Several of India’s richest business leaders have seen a big drop in their wealth in 2026 so far. Mukesh Ambani, Azim Premji, Shiv Nadar, Shapoor Mistry, and Sunil Mittal together lost nearly $21 billion, according to data from the Bloomberg Billionaires Index. Meanwhile, Gautam Adani, the founder of the Adani Group, has seen little change in his net worth.
India’s richest person, Mukesh Ambani, lost $10 billion in notional wealth this year. He was last valued at $97.7 billion after a 10.32% drop in shares of Reliance Industries Ltd (RIL) so far in 2026.
Experts at PL Capital said RIL’s oil-to-telecom business, especially its oil-to-chemical (O2C) segment, is expected to perform steadily. Diesel demand remains strong, which should support revenues.
They added that in the short term, petrochemical profits might face pressure, but long-term prospects are positive due to global capacity reductions. RIL’s telecom business, RJIL, continues to be an important source of growth, with improving operations and strong future potential.
PL Capital valued RIL’s New Energy segment at Rs 111 per share and set a target price of Rs 1,688 for the company.

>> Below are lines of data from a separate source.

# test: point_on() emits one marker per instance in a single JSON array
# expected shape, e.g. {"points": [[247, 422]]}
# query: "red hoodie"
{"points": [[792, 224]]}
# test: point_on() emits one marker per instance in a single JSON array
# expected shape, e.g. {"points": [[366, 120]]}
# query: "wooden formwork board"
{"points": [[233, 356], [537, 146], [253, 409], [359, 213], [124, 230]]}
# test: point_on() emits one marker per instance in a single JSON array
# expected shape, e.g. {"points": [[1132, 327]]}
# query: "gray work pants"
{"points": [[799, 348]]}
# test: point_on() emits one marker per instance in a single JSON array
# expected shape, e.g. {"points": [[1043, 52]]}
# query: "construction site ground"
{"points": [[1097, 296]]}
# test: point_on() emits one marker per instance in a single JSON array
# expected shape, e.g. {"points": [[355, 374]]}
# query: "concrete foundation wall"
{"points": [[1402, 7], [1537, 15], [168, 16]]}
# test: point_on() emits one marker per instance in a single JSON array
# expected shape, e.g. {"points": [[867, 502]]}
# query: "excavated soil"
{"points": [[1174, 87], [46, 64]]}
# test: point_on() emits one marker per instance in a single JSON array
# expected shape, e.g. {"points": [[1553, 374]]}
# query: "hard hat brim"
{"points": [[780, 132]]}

Other top billionaires also saw losses. Azim Premji of Wipro lost $3.87 billion, and Shiv Nadar of HCL Technologies lost $2.93 billion, bringing their combined losses to $6.8 billion. The drop is partly due to concerns about AI technologies, which may disrupt traditional IT and business process services. Premji was last valued at $23.6 billion, and Nadar at $34.6 billion.
Overall, this year has been challenging for India’s top billionaires, with tech and energy stocks driving most of the changes in wealth.